Subsurface structural mapping of Northern Nasser Lake region, Aswan, Egypt, using Bouguer data
Abstract
In this study, we attempt to delineate the subsurface structures for the
tectonic active region of Northern Nasser Lake using integrated interpretation techniques
of gravity data with seismicity. The depths to the gravity sources, and the locations of the
contacts of density contrast were estimated. Two methods were used for estimating source
depths and contact locations: horizontal gradient (HG) and Euler deconvolution methods.
Moreover, power spectral analysis, bandpass and upward continuation techniques were
applied to evaluate the shallow and deep seated structures. Shallow depth structures
were ranging between 0.30 km and 0.80 km. However, two average levels (interfaces) at
depth 3.1 km and 7.2 km below the measuring level were revealed for the intermediate
and deep seated structures respectively. Results of Euler deconvolution method suggested
that, in the eastern part of the area, the basement could be observed on the ground and has
become deeper in the central part. The interpreted structural map reveals that the area is
affected by a set of faults trending mainly in the NW, E–W, N–S and NE–SW directions.
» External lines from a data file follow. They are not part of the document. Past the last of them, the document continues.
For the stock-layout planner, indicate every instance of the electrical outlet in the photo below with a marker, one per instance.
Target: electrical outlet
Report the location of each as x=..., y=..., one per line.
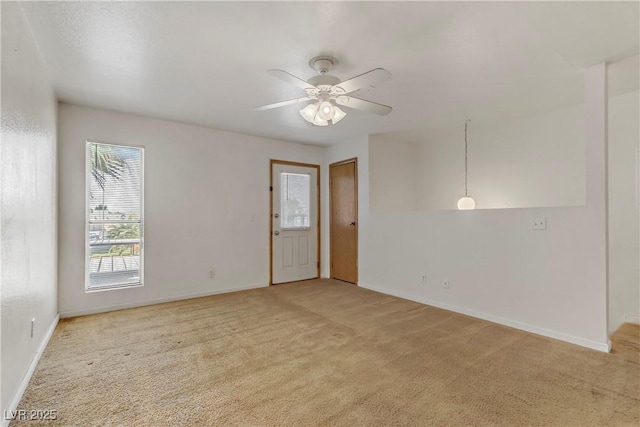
x=539, y=223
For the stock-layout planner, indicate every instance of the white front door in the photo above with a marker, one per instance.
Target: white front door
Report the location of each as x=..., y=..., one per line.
x=294, y=216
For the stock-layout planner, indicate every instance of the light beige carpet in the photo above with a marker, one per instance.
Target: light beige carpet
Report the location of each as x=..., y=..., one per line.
x=324, y=353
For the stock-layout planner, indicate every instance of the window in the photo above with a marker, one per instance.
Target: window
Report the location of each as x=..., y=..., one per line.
x=295, y=200
x=114, y=216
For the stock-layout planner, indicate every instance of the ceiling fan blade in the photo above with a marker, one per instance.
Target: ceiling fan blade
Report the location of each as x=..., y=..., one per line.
x=282, y=103
x=369, y=78
x=361, y=104
x=290, y=78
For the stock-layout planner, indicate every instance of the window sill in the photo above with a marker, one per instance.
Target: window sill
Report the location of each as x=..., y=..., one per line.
x=113, y=288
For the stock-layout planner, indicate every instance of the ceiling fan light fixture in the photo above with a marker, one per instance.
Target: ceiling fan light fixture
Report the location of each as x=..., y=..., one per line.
x=338, y=115
x=309, y=112
x=326, y=111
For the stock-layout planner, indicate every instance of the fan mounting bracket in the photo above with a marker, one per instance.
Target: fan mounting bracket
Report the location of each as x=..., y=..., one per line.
x=323, y=63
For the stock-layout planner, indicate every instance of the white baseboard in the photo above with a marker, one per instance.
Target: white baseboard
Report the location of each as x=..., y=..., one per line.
x=27, y=376
x=96, y=310
x=632, y=319
x=595, y=345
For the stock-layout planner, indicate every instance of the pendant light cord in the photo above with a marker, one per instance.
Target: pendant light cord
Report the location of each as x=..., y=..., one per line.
x=466, y=170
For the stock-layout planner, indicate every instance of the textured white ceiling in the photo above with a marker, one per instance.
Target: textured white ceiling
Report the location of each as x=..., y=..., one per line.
x=205, y=63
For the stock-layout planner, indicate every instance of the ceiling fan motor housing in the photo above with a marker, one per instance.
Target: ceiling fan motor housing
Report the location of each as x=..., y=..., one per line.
x=323, y=64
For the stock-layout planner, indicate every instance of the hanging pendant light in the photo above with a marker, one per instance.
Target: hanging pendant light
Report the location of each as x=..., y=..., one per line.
x=466, y=202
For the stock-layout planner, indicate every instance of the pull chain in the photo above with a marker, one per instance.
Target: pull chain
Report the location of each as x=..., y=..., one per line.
x=466, y=171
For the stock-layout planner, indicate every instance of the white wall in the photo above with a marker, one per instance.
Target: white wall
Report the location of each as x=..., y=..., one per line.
x=624, y=255
x=206, y=206
x=27, y=205
x=394, y=180
x=549, y=282
x=536, y=161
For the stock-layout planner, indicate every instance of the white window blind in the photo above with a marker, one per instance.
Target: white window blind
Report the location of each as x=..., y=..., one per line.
x=115, y=216
x=295, y=193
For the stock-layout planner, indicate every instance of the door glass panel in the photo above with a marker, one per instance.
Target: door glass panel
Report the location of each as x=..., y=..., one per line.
x=295, y=190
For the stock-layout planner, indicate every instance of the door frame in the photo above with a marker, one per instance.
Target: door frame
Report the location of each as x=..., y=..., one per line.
x=353, y=160
x=289, y=163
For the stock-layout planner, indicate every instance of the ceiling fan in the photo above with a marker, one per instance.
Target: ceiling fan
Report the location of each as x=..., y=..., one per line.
x=327, y=92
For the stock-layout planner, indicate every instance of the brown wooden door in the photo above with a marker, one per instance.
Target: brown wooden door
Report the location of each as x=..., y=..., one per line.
x=343, y=187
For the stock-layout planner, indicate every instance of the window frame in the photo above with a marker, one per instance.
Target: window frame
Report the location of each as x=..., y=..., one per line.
x=88, y=223
x=282, y=209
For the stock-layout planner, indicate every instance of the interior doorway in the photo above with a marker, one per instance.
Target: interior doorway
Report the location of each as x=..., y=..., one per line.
x=343, y=220
x=295, y=222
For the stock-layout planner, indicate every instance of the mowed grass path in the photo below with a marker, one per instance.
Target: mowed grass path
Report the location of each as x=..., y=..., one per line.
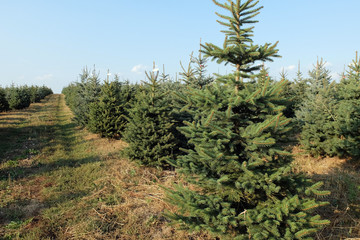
x=58, y=181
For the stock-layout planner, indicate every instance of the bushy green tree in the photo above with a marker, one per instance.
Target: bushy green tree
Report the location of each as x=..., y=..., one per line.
x=348, y=109
x=4, y=105
x=242, y=184
x=148, y=133
x=18, y=97
x=88, y=91
x=108, y=114
x=321, y=132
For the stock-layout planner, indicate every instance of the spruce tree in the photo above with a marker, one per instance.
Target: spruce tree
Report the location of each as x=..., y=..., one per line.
x=242, y=184
x=4, y=105
x=18, y=97
x=88, y=91
x=108, y=114
x=149, y=131
x=321, y=133
x=348, y=109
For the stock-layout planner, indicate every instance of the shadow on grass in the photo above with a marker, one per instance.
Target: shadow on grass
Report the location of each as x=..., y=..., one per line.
x=17, y=172
x=23, y=209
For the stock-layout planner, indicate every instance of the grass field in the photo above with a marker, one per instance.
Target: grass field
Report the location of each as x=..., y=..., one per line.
x=60, y=182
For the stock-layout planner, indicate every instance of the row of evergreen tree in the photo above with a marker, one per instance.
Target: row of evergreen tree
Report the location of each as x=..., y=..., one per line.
x=19, y=97
x=226, y=134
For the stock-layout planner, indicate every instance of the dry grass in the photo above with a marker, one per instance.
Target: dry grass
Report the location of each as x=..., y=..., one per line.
x=342, y=178
x=77, y=185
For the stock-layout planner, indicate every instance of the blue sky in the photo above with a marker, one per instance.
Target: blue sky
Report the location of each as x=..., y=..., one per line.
x=49, y=42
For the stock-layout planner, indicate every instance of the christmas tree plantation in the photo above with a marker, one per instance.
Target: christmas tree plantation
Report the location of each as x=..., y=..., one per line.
x=241, y=184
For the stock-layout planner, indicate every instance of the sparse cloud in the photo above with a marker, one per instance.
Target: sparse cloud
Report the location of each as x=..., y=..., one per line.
x=335, y=75
x=44, y=77
x=328, y=64
x=288, y=68
x=140, y=68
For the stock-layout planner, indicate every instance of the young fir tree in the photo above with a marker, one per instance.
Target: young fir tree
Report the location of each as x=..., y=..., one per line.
x=148, y=132
x=88, y=91
x=348, y=109
x=4, y=105
x=243, y=187
x=321, y=133
x=108, y=114
x=196, y=77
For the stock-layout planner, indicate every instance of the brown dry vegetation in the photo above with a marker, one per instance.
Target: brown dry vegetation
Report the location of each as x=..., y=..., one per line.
x=60, y=182
x=342, y=178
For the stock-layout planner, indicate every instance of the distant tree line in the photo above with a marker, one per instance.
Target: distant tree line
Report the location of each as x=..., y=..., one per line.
x=19, y=97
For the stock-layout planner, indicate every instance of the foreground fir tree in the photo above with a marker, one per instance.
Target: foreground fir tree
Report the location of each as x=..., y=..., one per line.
x=149, y=131
x=242, y=186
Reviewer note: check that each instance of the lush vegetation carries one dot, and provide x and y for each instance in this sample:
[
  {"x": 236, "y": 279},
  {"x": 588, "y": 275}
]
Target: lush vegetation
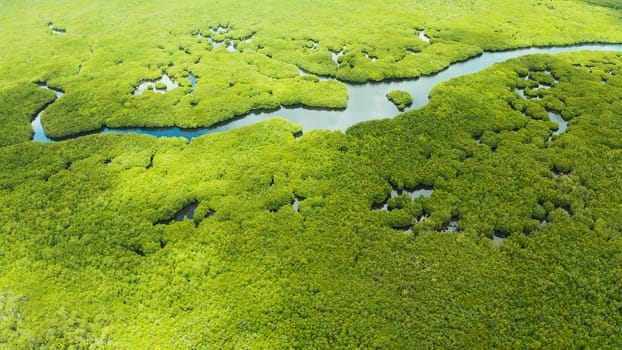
[
  {"x": 88, "y": 259},
  {"x": 401, "y": 99},
  {"x": 106, "y": 50},
  {"x": 92, "y": 256}
]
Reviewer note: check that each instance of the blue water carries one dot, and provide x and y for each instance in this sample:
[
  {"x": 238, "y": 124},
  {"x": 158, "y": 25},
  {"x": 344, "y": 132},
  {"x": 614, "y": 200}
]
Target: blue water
[{"x": 366, "y": 101}]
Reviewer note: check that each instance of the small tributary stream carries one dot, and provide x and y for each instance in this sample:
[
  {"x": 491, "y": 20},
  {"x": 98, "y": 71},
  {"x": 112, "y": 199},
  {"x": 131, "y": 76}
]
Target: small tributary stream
[{"x": 366, "y": 101}]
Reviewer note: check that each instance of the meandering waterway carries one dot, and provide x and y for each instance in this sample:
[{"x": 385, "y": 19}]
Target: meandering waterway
[{"x": 366, "y": 101}]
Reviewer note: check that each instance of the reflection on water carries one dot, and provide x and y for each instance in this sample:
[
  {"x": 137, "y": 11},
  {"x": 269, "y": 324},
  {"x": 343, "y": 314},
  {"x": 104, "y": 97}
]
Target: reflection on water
[{"x": 367, "y": 101}]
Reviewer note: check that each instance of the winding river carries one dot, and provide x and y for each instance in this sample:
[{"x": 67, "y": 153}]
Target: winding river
[{"x": 366, "y": 101}]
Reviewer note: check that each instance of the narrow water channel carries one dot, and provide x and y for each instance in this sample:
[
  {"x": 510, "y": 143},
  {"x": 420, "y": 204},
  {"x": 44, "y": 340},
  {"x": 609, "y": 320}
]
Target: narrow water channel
[{"x": 366, "y": 101}]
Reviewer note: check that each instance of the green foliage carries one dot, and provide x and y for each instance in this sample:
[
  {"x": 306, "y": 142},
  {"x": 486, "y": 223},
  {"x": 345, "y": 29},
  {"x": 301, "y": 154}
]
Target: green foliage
[
  {"x": 99, "y": 68},
  {"x": 401, "y": 99},
  {"x": 90, "y": 258}
]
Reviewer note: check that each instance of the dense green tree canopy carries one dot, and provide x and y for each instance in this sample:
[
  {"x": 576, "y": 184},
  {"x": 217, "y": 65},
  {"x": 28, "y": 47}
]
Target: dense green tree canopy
[{"x": 289, "y": 243}]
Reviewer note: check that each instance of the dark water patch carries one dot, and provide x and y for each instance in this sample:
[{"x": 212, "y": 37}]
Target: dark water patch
[
  {"x": 55, "y": 30},
  {"x": 336, "y": 55},
  {"x": 150, "y": 165},
  {"x": 37, "y": 126},
  {"x": 497, "y": 239},
  {"x": 186, "y": 212},
  {"x": 562, "y": 124},
  {"x": 296, "y": 203},
  {"x": 182, "y": 214},
  {"x": 366, "y": 101},
  {"x": 451, "y": 226},
  {"x": 220, "y": 29},
  {"x": 371, "y": 58},
  {"x": 419, "y": 191},
  {"x": 162, "y": 85},
  {"x": 423, "y": 36},
  {"x": 193, "y": 82}
]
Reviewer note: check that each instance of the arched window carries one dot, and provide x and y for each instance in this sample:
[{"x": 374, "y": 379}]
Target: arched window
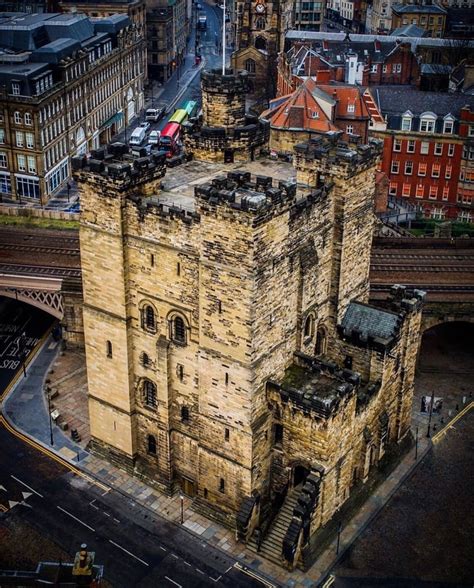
[
  {"x": 250, "y": 65},
  {"x": 309, "y": 326},
  {"x": 151, "y": 445},
  {"x": 149, "y": 393},
  {"x": 320, "y": 342},
  {"x": 179, "y": 330},
  {"x": 261, "y": 43},
  {"x": 149, "y": 317}
]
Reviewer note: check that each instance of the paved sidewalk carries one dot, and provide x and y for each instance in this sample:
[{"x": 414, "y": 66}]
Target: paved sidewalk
[{"x": 26, "y": 408}]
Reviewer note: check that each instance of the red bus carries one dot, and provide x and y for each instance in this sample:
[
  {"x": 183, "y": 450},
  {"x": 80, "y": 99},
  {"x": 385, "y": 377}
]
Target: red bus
[{"x": 169, "y": 138}]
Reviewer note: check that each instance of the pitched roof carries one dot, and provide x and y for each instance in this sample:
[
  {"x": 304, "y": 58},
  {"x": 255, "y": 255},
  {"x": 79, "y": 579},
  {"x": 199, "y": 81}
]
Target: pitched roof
[
  {"x": 301, "y": 110},
  {"x": 370, "y": 322}
]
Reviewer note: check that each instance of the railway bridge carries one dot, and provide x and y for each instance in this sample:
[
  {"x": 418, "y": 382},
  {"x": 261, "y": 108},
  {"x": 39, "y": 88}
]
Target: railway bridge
[{"x": 42, "y": 268}]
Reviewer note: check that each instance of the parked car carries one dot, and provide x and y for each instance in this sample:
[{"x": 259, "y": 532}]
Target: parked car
[{"x": 154, "y": 138}]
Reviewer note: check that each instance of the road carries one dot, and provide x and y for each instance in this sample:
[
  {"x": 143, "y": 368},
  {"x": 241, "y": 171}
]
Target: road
[
  {"x": 21, "y": 328},
  {"x": 43, "y": 496}
]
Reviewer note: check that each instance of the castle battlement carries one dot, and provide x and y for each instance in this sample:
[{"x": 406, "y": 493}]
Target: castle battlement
[{"x": 258, "y": 196}]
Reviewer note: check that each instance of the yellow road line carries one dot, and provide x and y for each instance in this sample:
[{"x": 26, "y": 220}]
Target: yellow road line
[
  {"x": 436, "y": 438},
  {"x": 51, "y": 454}
]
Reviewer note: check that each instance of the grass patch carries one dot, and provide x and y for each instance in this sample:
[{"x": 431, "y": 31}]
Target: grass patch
[{"x": 38, "y": 222}]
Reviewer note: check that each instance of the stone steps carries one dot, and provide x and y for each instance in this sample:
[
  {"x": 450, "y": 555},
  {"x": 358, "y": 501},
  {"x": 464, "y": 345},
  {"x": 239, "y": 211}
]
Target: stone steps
[{"x": 271, "y": 546}]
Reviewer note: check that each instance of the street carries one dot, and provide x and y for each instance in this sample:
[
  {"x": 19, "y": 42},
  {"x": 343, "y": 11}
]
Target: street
[
  {"x": 137, "y": 548},
  {"x": 21, "y": 327}
]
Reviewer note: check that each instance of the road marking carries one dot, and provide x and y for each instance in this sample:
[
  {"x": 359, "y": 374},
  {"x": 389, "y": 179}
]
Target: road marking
[
  {"x": 26, "y": 485},
  {"x": 129, "y": 553},
  {"x": 75, "y": 518}
]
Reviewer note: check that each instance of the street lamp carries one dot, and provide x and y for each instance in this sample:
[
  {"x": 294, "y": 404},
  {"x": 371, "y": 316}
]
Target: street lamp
[{"x": 48, "y": 390}]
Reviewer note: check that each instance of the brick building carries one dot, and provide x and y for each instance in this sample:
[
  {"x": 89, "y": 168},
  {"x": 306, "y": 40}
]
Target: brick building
[
  {"x": 427, "y": 147},
  {"x": 315, "y": 108},
  {"x": 369, "y": 60},
  {"x": 430, "y": 17},
  {"x": 68, "y": 84},
  {"x": 246, "y": 367}
]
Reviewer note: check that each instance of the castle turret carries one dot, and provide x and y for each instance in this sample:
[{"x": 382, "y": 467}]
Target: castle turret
[{"x": 225, "y": 133}]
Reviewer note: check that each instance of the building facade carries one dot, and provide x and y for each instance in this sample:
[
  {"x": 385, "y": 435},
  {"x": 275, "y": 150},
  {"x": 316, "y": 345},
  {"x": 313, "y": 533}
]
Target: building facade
[
  {"x": 427, "y": 145},
  {"x": 64, "y": 96},
  {"x": 246, "y": 367},
  {"x": 430, "y": 17},
  {"x": 260, "y": 29}
]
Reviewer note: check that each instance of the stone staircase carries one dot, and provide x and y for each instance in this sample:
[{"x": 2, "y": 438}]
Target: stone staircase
[{"x": 272, "y": 544}]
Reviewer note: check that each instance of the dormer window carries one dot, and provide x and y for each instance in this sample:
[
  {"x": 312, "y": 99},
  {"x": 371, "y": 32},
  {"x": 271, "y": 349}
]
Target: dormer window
[
  {"x": 406, "y": 121},
  {"x": 448, "y": 125},
  {"x": 427, "y": 123}
]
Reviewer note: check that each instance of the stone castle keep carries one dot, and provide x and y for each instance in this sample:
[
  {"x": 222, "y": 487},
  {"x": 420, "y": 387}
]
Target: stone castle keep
[{"x": 231, "y": 350}]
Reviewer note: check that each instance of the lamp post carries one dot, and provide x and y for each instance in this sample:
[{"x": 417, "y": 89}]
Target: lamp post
[{"x": 50, "y": 417}]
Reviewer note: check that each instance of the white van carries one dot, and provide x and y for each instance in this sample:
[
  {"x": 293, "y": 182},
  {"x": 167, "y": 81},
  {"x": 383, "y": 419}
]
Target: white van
[
  {"x": 138, "y": 136},
  {"x": 154, "y": 138}
]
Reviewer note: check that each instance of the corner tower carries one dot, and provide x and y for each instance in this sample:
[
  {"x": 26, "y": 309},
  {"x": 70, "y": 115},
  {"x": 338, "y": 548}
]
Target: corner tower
[{"x": 226, "y": 133}]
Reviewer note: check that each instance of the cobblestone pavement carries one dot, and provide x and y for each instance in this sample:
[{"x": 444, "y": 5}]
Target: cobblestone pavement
[{"x": 69, "y": 378}]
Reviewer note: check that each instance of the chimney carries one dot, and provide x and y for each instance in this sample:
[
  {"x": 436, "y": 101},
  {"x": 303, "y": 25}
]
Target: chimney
[{"x": 323, "y": 76}]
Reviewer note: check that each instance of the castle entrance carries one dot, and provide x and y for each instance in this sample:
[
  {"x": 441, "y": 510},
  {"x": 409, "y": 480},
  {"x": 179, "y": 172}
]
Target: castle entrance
[{"x": 299, "y": 475}]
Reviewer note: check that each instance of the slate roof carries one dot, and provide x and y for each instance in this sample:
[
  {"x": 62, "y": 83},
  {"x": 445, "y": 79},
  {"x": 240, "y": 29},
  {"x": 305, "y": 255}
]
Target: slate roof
[
  {"x": 418, "y": 9},
  {"x": 399, "y": 99},
  {"x": 370, "y": 322},
  {"x": 409, "y": 31}
]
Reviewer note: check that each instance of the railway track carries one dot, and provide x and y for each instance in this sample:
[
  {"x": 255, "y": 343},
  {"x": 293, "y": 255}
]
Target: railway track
[{"x": 39, "y": 270}]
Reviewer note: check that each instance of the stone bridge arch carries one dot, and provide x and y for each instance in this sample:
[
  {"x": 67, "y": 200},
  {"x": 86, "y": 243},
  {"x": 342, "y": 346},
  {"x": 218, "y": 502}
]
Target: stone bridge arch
[{"x": 43, "y": 293}]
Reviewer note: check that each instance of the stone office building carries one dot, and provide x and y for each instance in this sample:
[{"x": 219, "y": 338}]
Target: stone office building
[
  {"x": 231, "y": 350},
  {"x": 67, "y": 85}
]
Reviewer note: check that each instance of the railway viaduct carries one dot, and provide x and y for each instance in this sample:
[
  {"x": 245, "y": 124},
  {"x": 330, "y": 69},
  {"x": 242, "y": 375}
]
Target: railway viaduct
[{"x": 42, "y": 268}]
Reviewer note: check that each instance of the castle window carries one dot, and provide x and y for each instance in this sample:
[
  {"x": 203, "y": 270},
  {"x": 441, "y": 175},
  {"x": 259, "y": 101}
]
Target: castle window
[
  {"x": 309, "y": 326},
  {"x": 320, "y": 342},
  {"x": 179, "y": 330},
  {"x": 250, "y": 65},
  {"x": 151, "y": 445},
  {"x": 278, "y": 434},
  {"x": 149, "y": 393},
  {"x": 184, "y": 414},
  {"x": 148, "y": 318},
  {"x": 180, "y": 371}
]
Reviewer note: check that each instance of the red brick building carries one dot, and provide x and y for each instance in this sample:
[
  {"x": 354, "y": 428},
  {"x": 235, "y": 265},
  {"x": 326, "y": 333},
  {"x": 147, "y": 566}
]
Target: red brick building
[{"x": 426, "y": 136}]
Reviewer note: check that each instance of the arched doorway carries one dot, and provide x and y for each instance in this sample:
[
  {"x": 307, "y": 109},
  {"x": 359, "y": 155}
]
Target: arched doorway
[
  {"x": 300, "y": 473},
  {"x": 443, "y": 382}
]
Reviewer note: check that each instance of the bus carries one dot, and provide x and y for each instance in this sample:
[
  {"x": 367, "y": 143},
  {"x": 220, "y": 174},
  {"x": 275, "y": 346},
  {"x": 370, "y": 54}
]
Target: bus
[
  {"x": 179, "y": 116},
  {"x": 169, "y": 138},
  {"x": 191, "y": 108}
]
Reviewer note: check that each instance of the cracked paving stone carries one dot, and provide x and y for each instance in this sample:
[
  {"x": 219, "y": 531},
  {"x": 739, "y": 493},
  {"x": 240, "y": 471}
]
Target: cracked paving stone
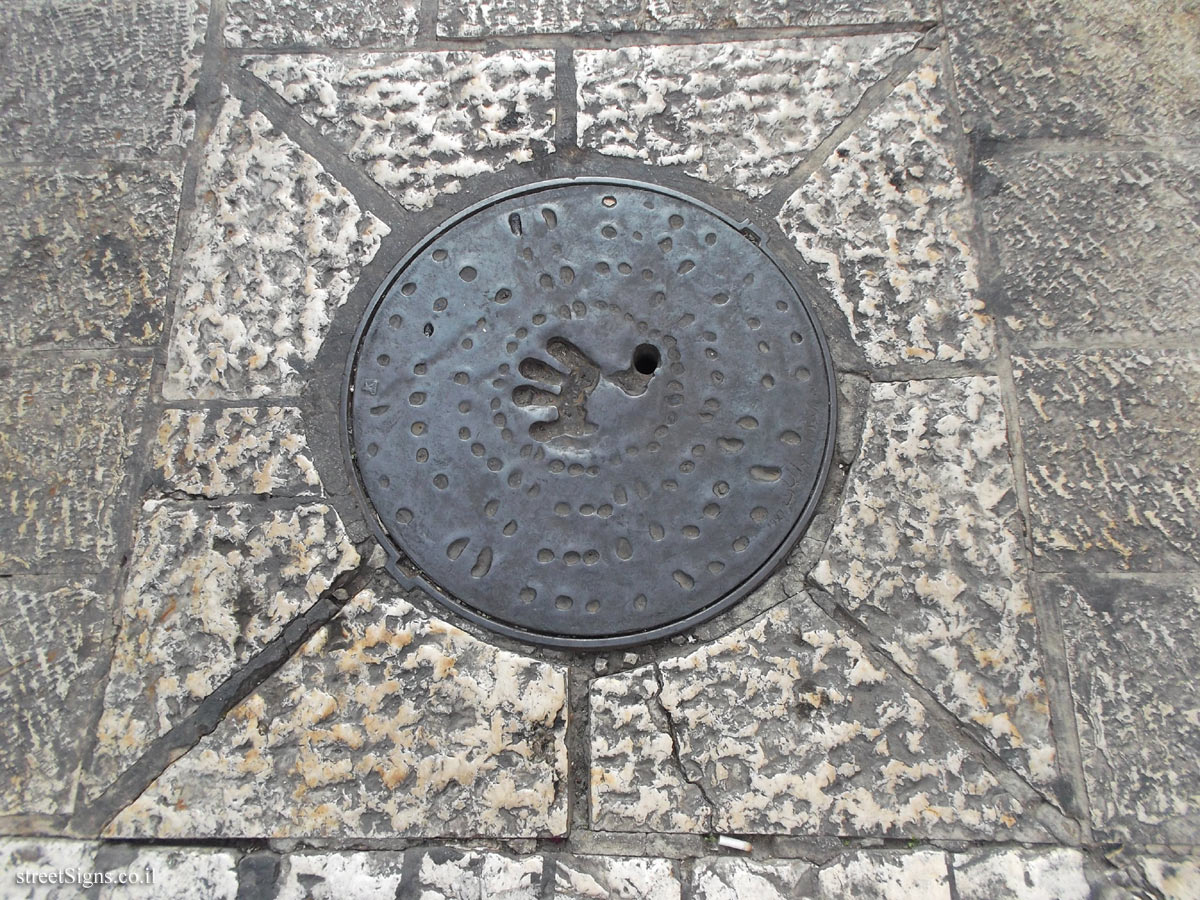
[
  {"x": 1132, "y": 645},
  {"x": 208, "y": 589},
  {"x": 88, "y": 257},
  {"x": 388, "y": 723},
  {"x": 595, "y": 877},
  {"x": 276, "y": 245},
  {"x": 478, "y": 18},
  {"x": 785, "y": 726},
  {"x": 741, "y": 114},
  {"x": 886, "y": 225},
  {"x": 53, "y": 663},
  {"x": 928, "y": 553},
  {"x": 1095, "y": 245},
  {"x": 109, "y": 78},
  {"x": 67, "y": 430},
  {"x": 216, "y": 453},
  {"x": 1020, "y": 875},
  {"x": 888, "y": 876},
  {"x": 1069, "y": 67},
  {"x": 1111, "y": 457},
  {"x": 423, "y": 123},
  {"x": 316, "y": 23},
  {"x": 727, "y": 879}
]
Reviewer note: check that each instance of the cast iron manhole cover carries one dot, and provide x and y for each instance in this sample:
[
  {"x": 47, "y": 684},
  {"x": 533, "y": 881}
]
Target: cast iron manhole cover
[{"x": 591, "y": 412}]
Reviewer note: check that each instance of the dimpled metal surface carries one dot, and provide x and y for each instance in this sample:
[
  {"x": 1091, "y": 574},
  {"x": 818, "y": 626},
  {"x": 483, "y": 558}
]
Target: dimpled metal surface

Actually, this map has confirmed the idea that the intersections between the N–S and E–
W striking faults along Nasser Lake area have generated seismic pulses. Moreover, three
seismic zones (Z1, Z2 and Z3) are well correlated with the fault trends of the subsurface
structures as derived from the horizontal gradient map. The present results suggest that
there exist seismically-active fault east of High Dam, passing throughout Aswan reservoir
from north to south. This fault is occupying region of high stress values which may
generate large earthquakes in future, as it has long extension over several kilometers.
Furthermore, the evaluated intruded volcanic bodies are found almost at the intersections
between the E–W and NW oriented faults.